Career NFL statistics
- Games played: 1
- Stats at Pro Football Reference

= Greg Quick (offensive tackle) =

American football player (born 1964)

Gregory Quick (born April 26, 1964) is an American former professional football player who was an offensive tackle for one season with the Atlanta Falcons in the National Football League (NFL). He played college football for the Catawba Indians.

Quick was born on April 26, 1964. He attended Scotland High School in Laurinburg, North Carolina, and was named all-east in 1980. He was recruited to the Division I-A LSU Tigers after graduating, but ended up playing college football for Catawba College.
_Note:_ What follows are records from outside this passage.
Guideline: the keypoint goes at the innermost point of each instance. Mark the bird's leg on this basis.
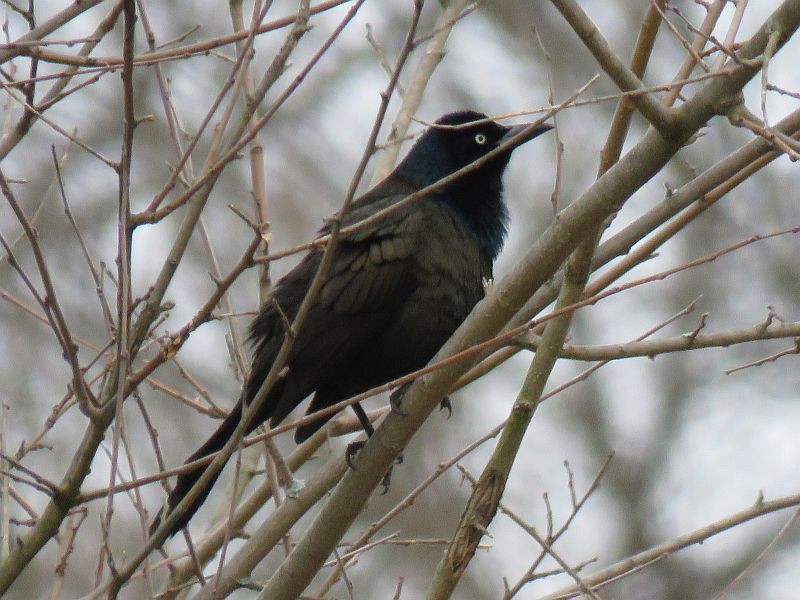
(354, 447)
(445, 404)
(366, 424)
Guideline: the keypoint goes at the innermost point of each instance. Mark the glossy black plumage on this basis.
(396, 290)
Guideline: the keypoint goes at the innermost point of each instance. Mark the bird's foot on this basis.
(353, 448)
(395, 400)
(445, 404)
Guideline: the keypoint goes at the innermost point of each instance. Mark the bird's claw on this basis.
(445, 404)
(353, 448)
(394, 401)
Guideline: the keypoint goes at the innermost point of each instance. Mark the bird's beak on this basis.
(523, 133)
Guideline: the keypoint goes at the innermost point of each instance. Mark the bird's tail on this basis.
(186, 480)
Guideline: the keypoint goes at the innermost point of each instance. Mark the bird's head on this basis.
(458, 139)
(453, 142)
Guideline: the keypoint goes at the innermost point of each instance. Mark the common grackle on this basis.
(395, 291)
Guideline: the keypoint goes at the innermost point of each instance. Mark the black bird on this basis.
(396, 290)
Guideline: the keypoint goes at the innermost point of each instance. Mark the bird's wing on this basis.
(371, 277)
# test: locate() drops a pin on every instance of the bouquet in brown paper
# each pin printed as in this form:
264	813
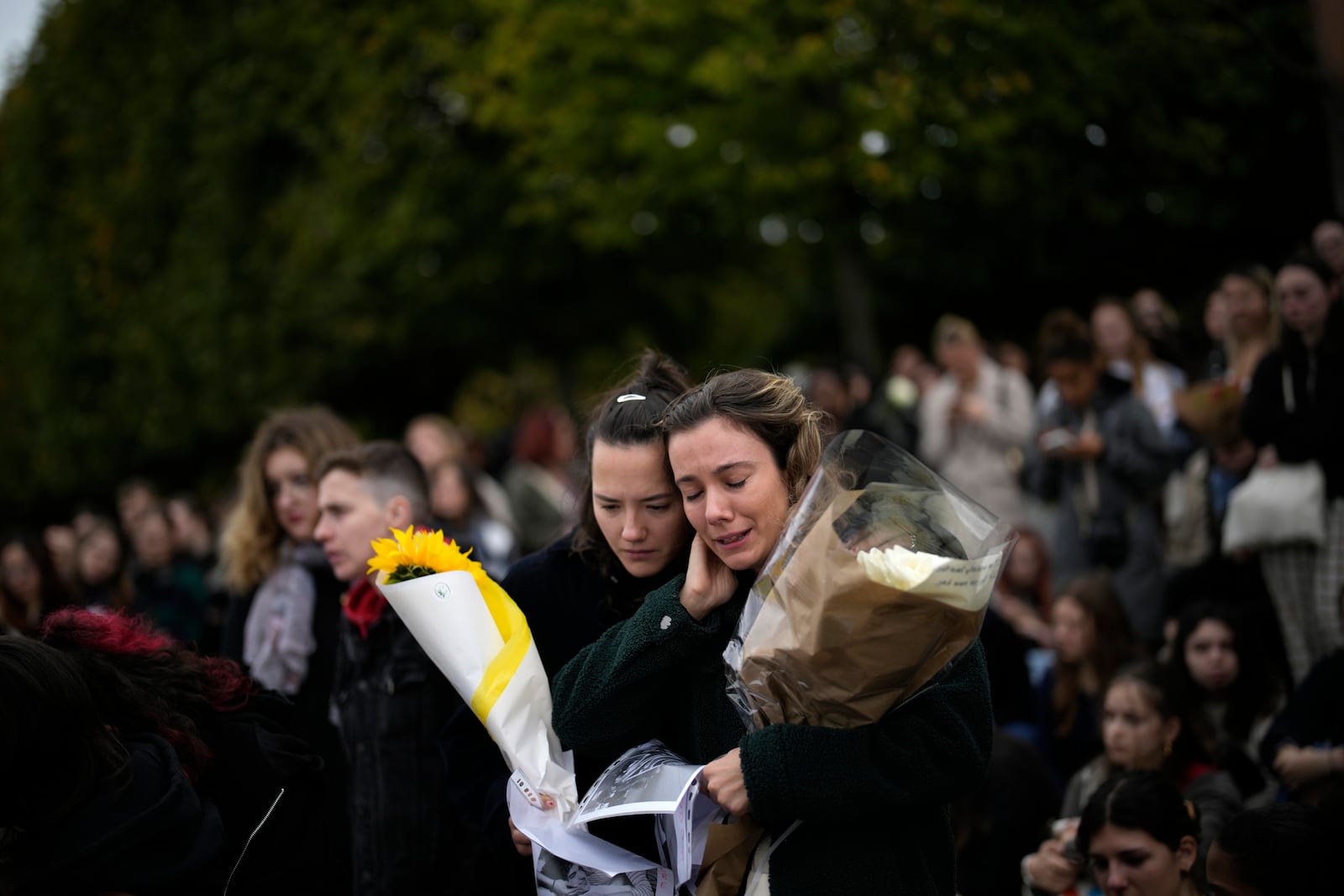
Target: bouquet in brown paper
879	580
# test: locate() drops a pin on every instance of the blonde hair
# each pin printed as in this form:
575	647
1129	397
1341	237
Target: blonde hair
249	546
769	406
951	328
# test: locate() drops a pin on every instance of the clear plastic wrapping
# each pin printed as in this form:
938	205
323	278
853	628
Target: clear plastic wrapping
828	638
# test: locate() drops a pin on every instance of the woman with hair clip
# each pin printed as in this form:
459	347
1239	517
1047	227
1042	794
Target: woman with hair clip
873	799
1142	839
631	539
143	768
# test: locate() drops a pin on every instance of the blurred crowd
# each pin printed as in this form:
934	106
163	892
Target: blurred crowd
1122	636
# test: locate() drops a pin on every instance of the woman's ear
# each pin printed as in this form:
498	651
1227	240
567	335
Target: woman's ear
1186	853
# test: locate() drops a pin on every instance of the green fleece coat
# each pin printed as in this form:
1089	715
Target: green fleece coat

After going unselected in the 1987 NFL draft, Quick was signed by the Atlanta Falcons as an undrafted free agent. He was waived in August, but re-signed during the Players' Association strike, in which each team hired replacement players. He appeared in one game with the team as backup offensive tackle, a 17–25 loss against the San Francisco 49ers. At the end of the strike, most replacement players were released. Quick later said, "I'd jump on a plane and fly to Atlanta and spent a night in Atlanta for $1,000 any time."